The UK is not alone in trying to find the best way to fund and carry out research. The Times Higher looks at how other countries are tackling the problem.

Italy's universities and research institutes protested at the creation earlier this year of the Instituto Italiano di Technologia (IIT).

With an annual budget of €100 million (£66 million) and headquarters in Genoa, it was presented by the Berlusconi Government as the new nerve-centre of Italian research, "Italy's MIT".

But objectors argue that, given Italy's chronic shortage of resources, the money would be better spent on revitalising the best existing facilities.

Figures show that research and development spending in the state and private sectors combined has slipped to 0.7 per cent of gross domestic product, compared with 0.9 per cent in 2001 and a European average of 2 per cent. Government promises in 2001 that the proportion would rise to 1 per cent in 2006 and 2 per cent in 2008 appear unlikely to be fulfilled.

State funding for research is channelled to universities and institutions such as the National Research Council (which runs research centres in many fields), the Italian Institute for Nuclear Physics and the National Authority for Alternative Energy. There is little crossover of researchers between universities and the other institutions. The resources are controlled by the ministry, and therefore by the Government.

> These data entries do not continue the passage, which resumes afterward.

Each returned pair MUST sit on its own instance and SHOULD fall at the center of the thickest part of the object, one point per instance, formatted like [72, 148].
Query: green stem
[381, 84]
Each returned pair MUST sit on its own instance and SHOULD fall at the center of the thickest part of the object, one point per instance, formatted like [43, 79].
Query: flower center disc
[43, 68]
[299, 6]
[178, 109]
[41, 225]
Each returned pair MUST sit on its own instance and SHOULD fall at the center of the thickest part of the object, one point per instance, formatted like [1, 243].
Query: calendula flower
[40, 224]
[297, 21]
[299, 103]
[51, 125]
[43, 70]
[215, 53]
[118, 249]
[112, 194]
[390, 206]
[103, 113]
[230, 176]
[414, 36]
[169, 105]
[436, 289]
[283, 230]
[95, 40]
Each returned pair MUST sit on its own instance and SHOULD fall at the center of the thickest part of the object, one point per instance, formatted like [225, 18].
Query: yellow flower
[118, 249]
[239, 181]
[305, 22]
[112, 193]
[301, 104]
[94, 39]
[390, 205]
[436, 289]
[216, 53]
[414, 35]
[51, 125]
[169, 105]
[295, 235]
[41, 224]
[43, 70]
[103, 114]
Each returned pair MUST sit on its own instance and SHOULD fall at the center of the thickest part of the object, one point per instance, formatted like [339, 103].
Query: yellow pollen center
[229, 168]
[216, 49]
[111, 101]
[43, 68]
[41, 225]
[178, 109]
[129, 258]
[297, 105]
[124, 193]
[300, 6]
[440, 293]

If the state spends only 0.4 per cent of GDP, the private sector spends even less, preferring to buy patents abroad rather than investing in its own research. Many of the best young researchers go abroad. Only about 1 per cent of researchers in Italy are foreigners, compared with 33 per cent in the UK, Switzerland and Belgium.

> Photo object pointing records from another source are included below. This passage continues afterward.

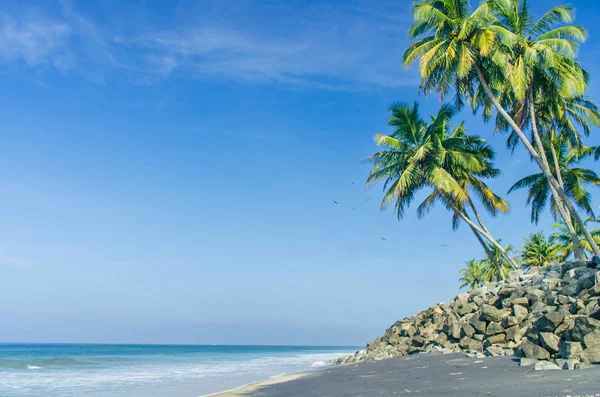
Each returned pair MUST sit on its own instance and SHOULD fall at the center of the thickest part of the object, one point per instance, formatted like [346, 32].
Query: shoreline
[244, 390]
[429, 374]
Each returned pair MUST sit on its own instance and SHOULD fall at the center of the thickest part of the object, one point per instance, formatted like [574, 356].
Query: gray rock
[568, 365]
[520, 312]
[592, 339]
[515, 333]
[462, 307]
[496, 339]
[454, 331]
[477, 324]
[522, 301]
[494, 328]
[550, 321]
[570, 350]
[546, 366]
[535, 295]
[531, 350]
[582, 326]
[491, 313]
[526, 362]
[550, 342]
[591, 355]
[470, 344]
[467, 330]
[511, 321]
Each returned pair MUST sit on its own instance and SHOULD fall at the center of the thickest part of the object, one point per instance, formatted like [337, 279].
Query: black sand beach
[436, 375]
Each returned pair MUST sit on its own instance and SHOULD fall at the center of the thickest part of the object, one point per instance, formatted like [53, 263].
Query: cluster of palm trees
[537, 250]
[520, 73]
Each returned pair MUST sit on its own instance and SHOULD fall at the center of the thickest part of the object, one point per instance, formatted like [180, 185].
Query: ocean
[74, 370]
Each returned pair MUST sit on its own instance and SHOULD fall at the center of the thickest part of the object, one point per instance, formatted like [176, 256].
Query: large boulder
[551, 312]
[531, 350]
[491, 313]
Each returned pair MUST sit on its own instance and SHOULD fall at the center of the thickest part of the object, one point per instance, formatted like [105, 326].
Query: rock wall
[549, 313]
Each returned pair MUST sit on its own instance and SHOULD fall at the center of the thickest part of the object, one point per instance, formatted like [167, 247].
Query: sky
[168, 173]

Mario Pianta, professor of economics of innovation at Urbino University, said: "In the 1980s and 1990s, many huge state corporations were privatised and closed down their labs. The big drug companies, which once spent a great deal on research, have been taken over by multinationals that do their R&D in other countries. The chemicals industry, once a cornerstone of Italy's economy, has virtually ceased to exist."

The small spend compared with the UK or France was because the state had to spend more than 13 per cent of the budget to service a national debt of 110 per cent of GDP, Professor Pianta added.